Il est toujours instructif de vagabonder en d’autres lieux que ceux du livre afin d’observer les complémentarités ou les substitutions qui peuvent se jouer entre le monde physique et celui des écrans.
On l’a souvent dit, et ce phénomène est bien documenté : le spectacle et l’industrie musicale ont tissé des liens nouveaux à la faveur de la montée du numérique.

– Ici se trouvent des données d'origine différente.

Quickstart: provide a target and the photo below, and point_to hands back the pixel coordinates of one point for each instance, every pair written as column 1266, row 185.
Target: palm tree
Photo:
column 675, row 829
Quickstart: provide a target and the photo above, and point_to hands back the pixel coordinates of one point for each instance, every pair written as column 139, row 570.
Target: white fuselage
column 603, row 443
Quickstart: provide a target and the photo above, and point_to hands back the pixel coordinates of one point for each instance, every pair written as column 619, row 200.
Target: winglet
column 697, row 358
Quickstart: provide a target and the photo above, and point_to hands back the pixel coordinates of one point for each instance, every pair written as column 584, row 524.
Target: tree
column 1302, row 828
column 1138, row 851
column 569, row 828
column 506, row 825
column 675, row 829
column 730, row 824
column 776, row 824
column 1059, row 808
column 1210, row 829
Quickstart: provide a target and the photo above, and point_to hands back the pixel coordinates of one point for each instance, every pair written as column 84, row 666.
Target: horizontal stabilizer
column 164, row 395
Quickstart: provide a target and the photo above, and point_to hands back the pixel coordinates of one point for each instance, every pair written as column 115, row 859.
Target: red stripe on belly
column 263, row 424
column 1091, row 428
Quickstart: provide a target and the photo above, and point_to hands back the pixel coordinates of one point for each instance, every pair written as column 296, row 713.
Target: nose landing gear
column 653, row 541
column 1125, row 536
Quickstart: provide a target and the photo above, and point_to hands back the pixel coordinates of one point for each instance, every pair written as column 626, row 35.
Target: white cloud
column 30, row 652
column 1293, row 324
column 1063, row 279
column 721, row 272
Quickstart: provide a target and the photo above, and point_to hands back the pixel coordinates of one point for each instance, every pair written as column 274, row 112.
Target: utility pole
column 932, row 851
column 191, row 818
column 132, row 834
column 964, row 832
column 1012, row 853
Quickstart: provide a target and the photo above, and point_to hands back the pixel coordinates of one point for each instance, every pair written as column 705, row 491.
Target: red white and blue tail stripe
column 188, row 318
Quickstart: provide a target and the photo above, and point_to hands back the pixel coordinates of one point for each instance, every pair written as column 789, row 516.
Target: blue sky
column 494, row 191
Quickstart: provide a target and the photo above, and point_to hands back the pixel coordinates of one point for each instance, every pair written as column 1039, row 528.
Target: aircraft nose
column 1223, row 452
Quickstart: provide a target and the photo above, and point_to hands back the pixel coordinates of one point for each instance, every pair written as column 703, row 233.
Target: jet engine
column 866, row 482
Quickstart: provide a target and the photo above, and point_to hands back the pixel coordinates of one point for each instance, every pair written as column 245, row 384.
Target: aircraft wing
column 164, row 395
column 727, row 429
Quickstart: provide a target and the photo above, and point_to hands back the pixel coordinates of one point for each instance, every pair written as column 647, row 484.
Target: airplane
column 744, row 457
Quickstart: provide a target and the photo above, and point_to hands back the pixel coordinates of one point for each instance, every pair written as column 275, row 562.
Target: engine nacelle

Trop souvent pensé par les économistes comme la vitrine promotionnelle de l’industrie du disque, le spectacle vivant est devenu le cœur de la création de valeur dans un secteur, celui de l’industrie musicale, que l’on voyait au bord du gouffre.

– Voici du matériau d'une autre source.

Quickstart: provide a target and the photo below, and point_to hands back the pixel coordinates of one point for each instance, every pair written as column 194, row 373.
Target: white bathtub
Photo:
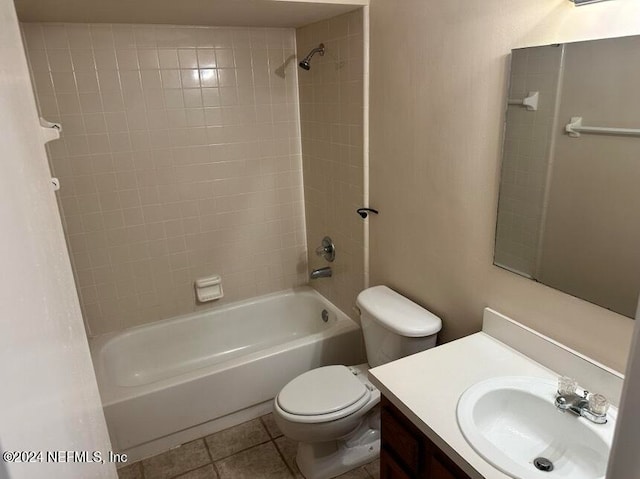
column 168, row 382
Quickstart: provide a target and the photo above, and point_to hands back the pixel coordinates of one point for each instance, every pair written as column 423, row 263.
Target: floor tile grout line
column 286, row 463
column 238, row 451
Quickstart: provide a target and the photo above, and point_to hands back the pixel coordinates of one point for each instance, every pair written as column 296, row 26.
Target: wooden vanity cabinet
column 406, row 453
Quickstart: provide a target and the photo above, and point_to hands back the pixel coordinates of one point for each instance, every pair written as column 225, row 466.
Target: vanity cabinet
column 406, row 453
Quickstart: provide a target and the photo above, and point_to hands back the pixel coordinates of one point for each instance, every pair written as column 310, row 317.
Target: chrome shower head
column 305, row 63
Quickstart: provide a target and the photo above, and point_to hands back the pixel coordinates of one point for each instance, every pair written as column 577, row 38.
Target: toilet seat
column 323, row 394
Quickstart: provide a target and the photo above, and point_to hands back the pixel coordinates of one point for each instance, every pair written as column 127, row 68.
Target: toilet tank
column 394, row 326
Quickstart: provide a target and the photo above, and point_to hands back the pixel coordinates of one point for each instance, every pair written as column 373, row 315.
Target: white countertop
column 426, row 387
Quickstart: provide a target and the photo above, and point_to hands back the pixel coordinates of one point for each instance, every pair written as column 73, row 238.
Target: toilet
column 332, row 411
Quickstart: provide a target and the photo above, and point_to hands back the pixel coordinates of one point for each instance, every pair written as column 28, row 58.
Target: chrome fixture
column 327, row 250
column 304, row 64
column 321, row 273
column 589, row 406
column 365, row 211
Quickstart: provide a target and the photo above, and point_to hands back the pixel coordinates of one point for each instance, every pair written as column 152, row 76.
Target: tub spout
column 321, row 273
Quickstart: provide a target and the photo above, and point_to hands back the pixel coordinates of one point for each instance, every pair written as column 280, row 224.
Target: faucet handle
column 567, row 385
column 598, row 404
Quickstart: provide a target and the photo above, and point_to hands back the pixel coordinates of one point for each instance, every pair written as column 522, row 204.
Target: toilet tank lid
column 397, row 313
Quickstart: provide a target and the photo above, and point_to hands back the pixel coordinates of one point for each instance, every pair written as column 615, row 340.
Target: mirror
column 569, row 206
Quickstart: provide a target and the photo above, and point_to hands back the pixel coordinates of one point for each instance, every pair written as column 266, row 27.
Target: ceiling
column 265, row 13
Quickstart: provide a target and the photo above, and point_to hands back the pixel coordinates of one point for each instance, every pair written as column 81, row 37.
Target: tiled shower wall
column 180, row 158
column 527, row 153
column 331, row 116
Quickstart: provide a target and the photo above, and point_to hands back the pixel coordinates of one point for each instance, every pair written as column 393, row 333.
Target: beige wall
column 592, row 234
column 50, row 399
column 180, row 158
column 331, row 116
column 438, row 80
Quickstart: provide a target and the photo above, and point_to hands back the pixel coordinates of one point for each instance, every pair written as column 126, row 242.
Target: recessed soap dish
column 209, row 288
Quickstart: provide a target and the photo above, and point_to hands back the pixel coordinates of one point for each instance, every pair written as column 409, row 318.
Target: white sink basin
column 512, row 421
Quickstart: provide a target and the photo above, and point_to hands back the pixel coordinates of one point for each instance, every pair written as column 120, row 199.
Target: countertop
column 426, row 387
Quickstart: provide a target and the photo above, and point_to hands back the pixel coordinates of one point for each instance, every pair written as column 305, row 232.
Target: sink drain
column 543, row 464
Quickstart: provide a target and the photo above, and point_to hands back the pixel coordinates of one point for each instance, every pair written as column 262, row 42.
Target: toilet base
column 325, row 460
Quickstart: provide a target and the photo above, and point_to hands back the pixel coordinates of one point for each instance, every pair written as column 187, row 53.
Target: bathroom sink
column 513, row 423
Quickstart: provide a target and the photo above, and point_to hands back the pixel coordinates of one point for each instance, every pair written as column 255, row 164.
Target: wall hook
column 365, row 211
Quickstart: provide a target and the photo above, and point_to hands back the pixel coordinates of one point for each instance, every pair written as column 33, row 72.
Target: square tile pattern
column 253, row 450
column 331, row 120
column 180, row 157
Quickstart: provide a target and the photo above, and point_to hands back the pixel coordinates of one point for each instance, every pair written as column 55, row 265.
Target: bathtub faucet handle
column 327, row 249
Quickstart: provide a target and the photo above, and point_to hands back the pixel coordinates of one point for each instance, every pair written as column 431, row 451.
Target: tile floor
column 253, row 450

Le Metropolitan Opera de New York a pourtant dû affronter un conflit très dur avec ses salariés, du fait de sa décision de mettre un terme à une dérive des coûts en grande part imputable, semble-t-il, à celle des salaires ; en effet, le budget de l’établissement est passé de 222 à 327 millions de dollars entre 2006 et 2013 (de 172 à 246 millions d’euros), affichant en 2013 un déficit de 2,8 millions de dollars (2,2 millions d'euros) que les donateurs devront combler, faute d’argent public. Les salaires ne sont pas seuls en cause. Le prestigieux établissement s’est lancé dans une politique de retransmissions de ses productions dans des salles de cinéma de par le monde. Bien qu’ayant remporté de beaux succès, cette initiative s’avère fort coûteuse. Les recettes de billetterie ont diminué, et cette baisse n’a pas pu être compensée par les revenus des retransmissions. La politique de retransmissions au niveau mondial aurait donc affecté la fréquentation de la salle ? C’est difficile à avancer, et il faudrait observer les fréquentations respectives de la salle et des écrans, toutes choses égales par ailleurs, avant de conclure. On affronterait alors ce paradoxe que la notoriété et l’engouement acquis auprès de publics élargis se payent d’une baisse de la présence effective en salle….

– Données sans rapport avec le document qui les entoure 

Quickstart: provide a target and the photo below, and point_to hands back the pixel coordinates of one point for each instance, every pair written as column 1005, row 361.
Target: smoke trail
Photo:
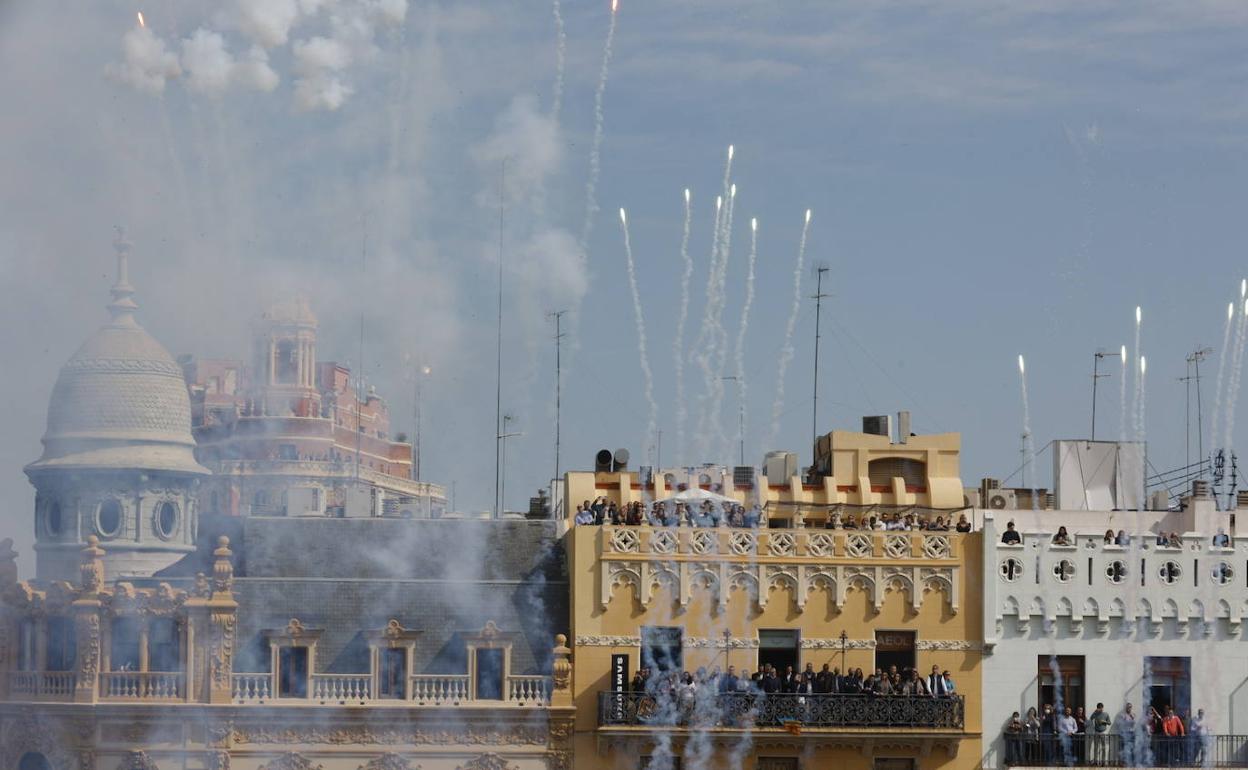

Dans un colloque d’économie de la culture qui se tenait à Montréal en juin dernier, deux économistes anglais procédaient à une estimation de l’effet des captations de spectacles que l’on peut visionner sur Internet sur la fréquentation des théâtres londoniens (Hasan Bakhshi and Andrew Whitby, « Estimating the Impact of Live Simulcast on Theatre Attendance: An Application to London's National Theatre”). Ils montraient que lorsque la distance entre le lieu d’habitation et le théâtre augmente, la sensibilité de la fréquentation à la possibilité de voir le spectacle depuis chez soi s’accroit significativement. Dans Londres où l’habitat est dispersé et où les distances sont importantes entre centre et périphérie, on observe cette baisse de la fréquentation au profit des visionnages vidéo, malgré la perte en plaisir et en qualité que représente le renoncement au spectacle vivant. Qu’une distance de quelques kilomètres joue au point de conduire au renoncement à se déplacer montre que la valorisation de l’expérience théâtrale est moins forte que ce qu’on pourrait imaginer.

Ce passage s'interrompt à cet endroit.